抄録
Objective: Left ventricular mechanical dyssynchrony (LVMD) is associated with deterioration of systolic function and adverse clinical outcomes. This study investigated whether LVMD influenced subsequent cardiac events (CEs), including cardiac death, recurrent nonfatal myocardial infarction, hospitalization for heart failure, and ventricular tachycardia/ventricular fibrillation in patients with acute myocardial infarction (AMI).

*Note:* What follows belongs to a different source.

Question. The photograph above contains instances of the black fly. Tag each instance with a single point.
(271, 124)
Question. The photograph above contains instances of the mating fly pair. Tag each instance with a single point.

Methods: Two hundred and six AMI patients aged 64 ± 11 years (163 men) who underwent successful percutaneous coronary intervention between April 1998 and December 2007 were enrolled. All patients received myocardial 99mTc-sestamibi or 99mTc-tetrofosmin perfusion imaging at rest, and the total defect score was calculated as the sum of the defect scores in 17 standard myocardial segments. Indicators of left ventricular (LV) function were acquired with quantitative gated SPECT software, including the LV end-diastolic volume (LVEDV), LV end-systolic volume (LVESV), and LV ejection fraction (LVEF). Then the LVMD index was evaluated by using CardioGraf software.
Results: The follow-up period was 63 ± 31 months. Cardiac events (CEs) occurred in 30 patients, including 15 patients hospitalized for congestive heart failure, 8 patients with recurrent AMI, 4 patients with ventricular tachycardia, and 3 patients with cardiac death. These patients were classified as the CE group, while the other 176 patients without CEs formed the non-CE group. According to univariate analysis with the Cox proportional hazards model, the maximum creatine kinase, frequency of multivessel disease (2-vessel or 3-vessel disease), total defect score, LVEDV, LVESV, and dyssynchrony index were all significantly higher in the CE group than the non-CE group. In contrast, LVEF and the peak ejection rate were significantly lower in the CE group than in the non-CE group. Multivariate analysis showed that multivessel disease (p=0.003) and the LVMD index (p=0.047) were independent prognostic factors for CEs.
Conclusion: LVMD contributes to the risk of subsequent cardiac events in AMI patients.